Bazı Yeni Monitörizasyon Yöntemleri
Pulmoner arter kateteri, son yıllara kadar çok geniş bir indikasyon alanı (kardiyak cerrahi, kardiyolojik sorunlu hastalar, sepsis, çeşitli nedenli şoklar vb.) olması nedeniyler anestezi pratiğinin çok önemli bir parçası idi. İnvazif ve biraz da karmaşık bir yöntem olması nedeniylei önemli bir sorun oluşturduğu da oluyordu; anestezi uzmanlık eğitiminde önemli bir kilometre taşı olarak kabul edilirdi. Günümüzde, hemodinamik monitörizasyondaki yeni yöntemler, hem daha az invazif olmaları, hem de daha dolaysız sonuçlar vermeleri nedeni ile pulmoner arter kateterinin indikasyon alanını çok kısıtlamıştır. Derginin bu sayısında bir derleme bu monitörizasyona ayrılmıştır,4 bunun dışında iki derlemede de, konu ile ilgili bilgiler bulunmaktadır.5,6
Gerçekten de, pulmoner arter kateteri ile ölçülen, damar sistemlerindeki basınçlardır. Bu basınç verileri ile, hacimler hakkında dolaylı ''ve kimi zaman da yanlış olabilen- bilgiler edinilmeye çalışılır. İlk örnekleri 90'lı yıllarda görüldükten sonra, devamlı bir gelişme içinde piyasaya sürülen yöntemlerde ise, hem kateter pulmoner artere kadar ilerletilmek zorunda kalmadığı için komplikasyon ihtimali azalmakta, hem de hacim hakkında dolaysız bir bilgi edinilmektedir.
Şok durumunda, asıl sorun dokunun oksijenlenmesinde ve oksijenin doku tarafından kullanılabilmesindedir. Bu durumlarda da, eski zamanlarda pulmoner arter kateterinin distal ucundan alınan kan ile arteryel oksijen sunumuyla, dokudaki ekstraksiyon hakkında bilgi üretilmeye çalışılırdı.

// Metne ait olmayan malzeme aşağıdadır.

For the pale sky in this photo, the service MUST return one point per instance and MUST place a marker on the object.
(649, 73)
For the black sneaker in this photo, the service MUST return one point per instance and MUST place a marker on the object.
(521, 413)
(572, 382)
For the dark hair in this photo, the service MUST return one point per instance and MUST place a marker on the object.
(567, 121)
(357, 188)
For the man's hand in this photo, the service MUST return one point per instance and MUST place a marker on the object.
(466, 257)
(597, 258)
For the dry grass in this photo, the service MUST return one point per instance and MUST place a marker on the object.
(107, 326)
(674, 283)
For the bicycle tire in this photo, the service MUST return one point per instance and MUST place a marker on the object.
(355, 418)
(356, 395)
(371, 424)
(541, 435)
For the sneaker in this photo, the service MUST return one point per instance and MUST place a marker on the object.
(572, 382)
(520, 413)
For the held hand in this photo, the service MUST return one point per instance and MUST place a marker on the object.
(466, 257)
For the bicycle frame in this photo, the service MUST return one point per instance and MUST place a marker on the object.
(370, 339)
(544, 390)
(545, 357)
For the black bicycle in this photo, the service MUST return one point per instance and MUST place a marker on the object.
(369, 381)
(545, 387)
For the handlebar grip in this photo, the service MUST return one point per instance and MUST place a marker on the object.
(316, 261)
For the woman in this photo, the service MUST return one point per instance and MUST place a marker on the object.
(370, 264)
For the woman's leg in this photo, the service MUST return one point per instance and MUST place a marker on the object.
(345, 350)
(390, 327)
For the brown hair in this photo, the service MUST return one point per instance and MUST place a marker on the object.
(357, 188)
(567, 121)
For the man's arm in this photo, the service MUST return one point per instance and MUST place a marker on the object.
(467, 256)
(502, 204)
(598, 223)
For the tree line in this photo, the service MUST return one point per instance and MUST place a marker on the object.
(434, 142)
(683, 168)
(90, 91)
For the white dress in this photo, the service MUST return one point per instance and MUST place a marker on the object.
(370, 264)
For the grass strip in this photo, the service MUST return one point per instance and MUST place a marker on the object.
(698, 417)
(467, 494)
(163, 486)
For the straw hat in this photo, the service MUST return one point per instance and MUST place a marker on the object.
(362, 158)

Günümüzde, doku oksijenlenmesini daha dolaysız ve daha güvenilir bir şekilde izleyebiliyoruz;6 bu yöntemin hemodinamik monitörizasyon ile birlikte kullanımı sayesinde, şok durumunda müdahele edilmesi gereken basamak hakkında daha kesin bir tanı koyabiliyor; sonuçta uygulanan tedavinin etkinliğini de objektif bir şekilde değerlendirebiliyoruz.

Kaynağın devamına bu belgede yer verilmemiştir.